Well, anyway, it started off when he was drunk. I set my hand on top of his and told him maybe he's had enough. Of course, he insisted on having just a few more. I, of course, fell into those eyes and decided to let him have a few more.

He did, oh believe me, Jack sure did. When I came back and took the bottle from him, he demanded I gave him his booze back. When I objected, he threw a hard punch that knocked me off my feet.

It seemed like that hit knocked not only me on the ground, but knocked Jack sober. By the way he said, "Oh, baby! Oh, Lexi! I'm so sorry, baby," and by the way he ran to get me to my feet seemed like it was an honest, drunk mistake.

So I did what any person caught in the trap of love would do: I forgave him.

Jack cleaned me up, put me to bed, and slept on the couch that night because he knew I was mad.

The next morning I woke up to a nice breakfast and getting smothered in kisses.

The next few times he hit me, without being drunk, I knew something was wrong.

He didn't help me clean up after, for one, and stopped apologizing. Jack would hit me for the dumbest reasons, too.

"Oh sorry, Jacky, I forgot to put the clothes in the dryer."

Bam, punch to the stomach.

"Sorry, baby, I'll go start dinner."

Boom, knee to the side.

"Oh, dear, Jack slow down on the drinks."

Crash, elbow to the face.

Jack didn't usually go for the face or arms; like any abuser, he knew that people would see the bruises and see the cuts.
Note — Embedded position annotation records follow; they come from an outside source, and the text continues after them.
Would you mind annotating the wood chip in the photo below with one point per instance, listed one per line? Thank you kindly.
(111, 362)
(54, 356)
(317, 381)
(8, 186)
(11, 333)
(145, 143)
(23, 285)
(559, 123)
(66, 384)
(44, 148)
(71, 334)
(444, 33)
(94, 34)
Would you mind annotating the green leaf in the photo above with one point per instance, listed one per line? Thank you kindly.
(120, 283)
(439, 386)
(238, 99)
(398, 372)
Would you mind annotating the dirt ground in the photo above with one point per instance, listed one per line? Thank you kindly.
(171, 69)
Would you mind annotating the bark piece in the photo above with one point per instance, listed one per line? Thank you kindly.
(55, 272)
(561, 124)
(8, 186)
He aimed for the stomach, the back, the legs, and occasionally slipped up and hit me in the face.

Usually in the eye; because those could get covered up easily by a big pair of Oakley sun glasses.

Then he got more violent.

We use to have sex about once every three months. Soon, though, that turned into intercourse once every month, then twice every month, and then once a week.

Sometimes two times a week.

The sex isn't the same as it use to be, God, no.
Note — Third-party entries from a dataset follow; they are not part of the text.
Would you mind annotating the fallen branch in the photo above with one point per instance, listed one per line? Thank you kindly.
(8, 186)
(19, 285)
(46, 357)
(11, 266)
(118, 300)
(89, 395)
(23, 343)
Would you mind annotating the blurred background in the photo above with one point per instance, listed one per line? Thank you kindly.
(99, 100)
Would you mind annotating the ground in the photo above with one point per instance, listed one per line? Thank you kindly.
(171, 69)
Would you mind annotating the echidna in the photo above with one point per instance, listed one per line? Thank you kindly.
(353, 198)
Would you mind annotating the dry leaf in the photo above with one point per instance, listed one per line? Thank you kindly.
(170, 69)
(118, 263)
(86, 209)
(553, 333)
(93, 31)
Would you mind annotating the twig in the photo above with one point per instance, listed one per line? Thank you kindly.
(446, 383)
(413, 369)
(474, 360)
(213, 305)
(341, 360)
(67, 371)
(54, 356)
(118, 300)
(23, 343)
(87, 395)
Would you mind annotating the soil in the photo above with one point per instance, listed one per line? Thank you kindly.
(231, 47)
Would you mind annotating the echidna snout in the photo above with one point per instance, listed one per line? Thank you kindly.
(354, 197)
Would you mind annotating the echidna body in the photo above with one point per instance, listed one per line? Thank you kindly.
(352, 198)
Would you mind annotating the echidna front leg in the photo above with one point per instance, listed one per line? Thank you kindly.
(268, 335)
For one, he's more lax in bed. He's too expedient when it comes to getting to his climax.

And he's doing this new thing where he pulls out, and jerks onto my back. It's disgusting, and like he's disgusted to come inside of me so he does it on my back, or chest.

I don't know what happened to Jack; the winsome, caring, funny Jack. Now he's just an abusive, truculent piece of shit.

I love him, and I really do know he loves me. I know for a fact. Every time he hurts me, I can see pain swimming in his eyes. He still rolls over in the middle of the night when he thinks I'm asleep, and wraps his arms around me, and pulls me closer to him just like he use to do when he didn't beat me.

I just want to know what happened to him, and I will find out.